The Alaska spring temperature was 27.5°F, 3.5°F above the long-term average, ranking in the warmest third of the record for the state. Much-above-average temperatures were observed across much of the Aleutians, West Coast and North Slope divisions while near-average temperatures occurred across most of the Southeast Interior and Panhandle divisions.
Spring (March-May) Precipitation
Above-average spring precipitation was observed across parts of the Southwest and from Texas to the Great Lakes and into the Southeast and Mid-Atlantic states. South Carolina ranked eighth wettest for the season.
Below-average precipitation during March-May was observed across parts of the Pacific Coast, Northern Tier, central and southern Rockies and in parts of the Northeast and Gulf Coast. Colorado and North Dakota both ranked ninth driest for the spring season.
Despite a dry May, Alaska had a relatively wet March and April. For the spring season, precipitation was above average across most of mainland Alaska and below average across the Aleutians, along the Gulf of Alaska coast and into the Panhandle.

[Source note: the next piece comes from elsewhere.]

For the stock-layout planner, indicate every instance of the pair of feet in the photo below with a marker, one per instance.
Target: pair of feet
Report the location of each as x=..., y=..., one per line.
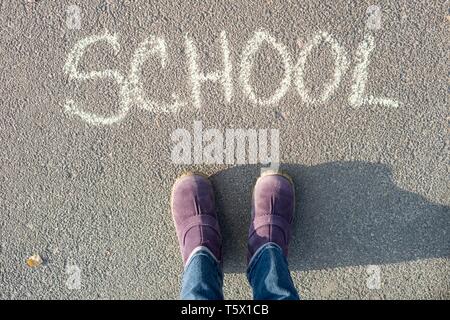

Kodiak had its driest spring since 1972.
Year-to-date (January-May) Temperature
Above-average to record-warm temperatures for the year-to-date period occurred across most of the contiguous U.S. Florida ranked warmest on record for the January-May period. Six additional states along the East Coast had a year-to-date temperature that ranked among the warmest six on record. No state ranked near- or below-average for this period.
The Alaska year-to-date temperature was 15.6°F, 0.2°F below average, ranking near-average. Below-average temperatures were observed across parts of the interior regions as well as Cook Inlet. Above-average temperatures occurred across much of the Aleutians. When averaged over the first five months of the year, a large portion of Alaska experienced near-average temperatures.
Year-to-date (January-May) Precipitation
Above-average precipitation prevailed across much of the eastern half of the contiguous U.S. and in pockets of the Northwest and Southwest during the first five months of 2020. Tennessee ranked wettest on record while South Carolina and North Carolina ranked third wettest.
- Below-average precipitation for the year-to-date period occurred from northern California to the central Rockies and into the Northern Tier as well as across portions of the Northeast and Gulf Coast. North Dakota ranked sixth driest while Utah and Colorado ranked seventh and ninth driest, respectively.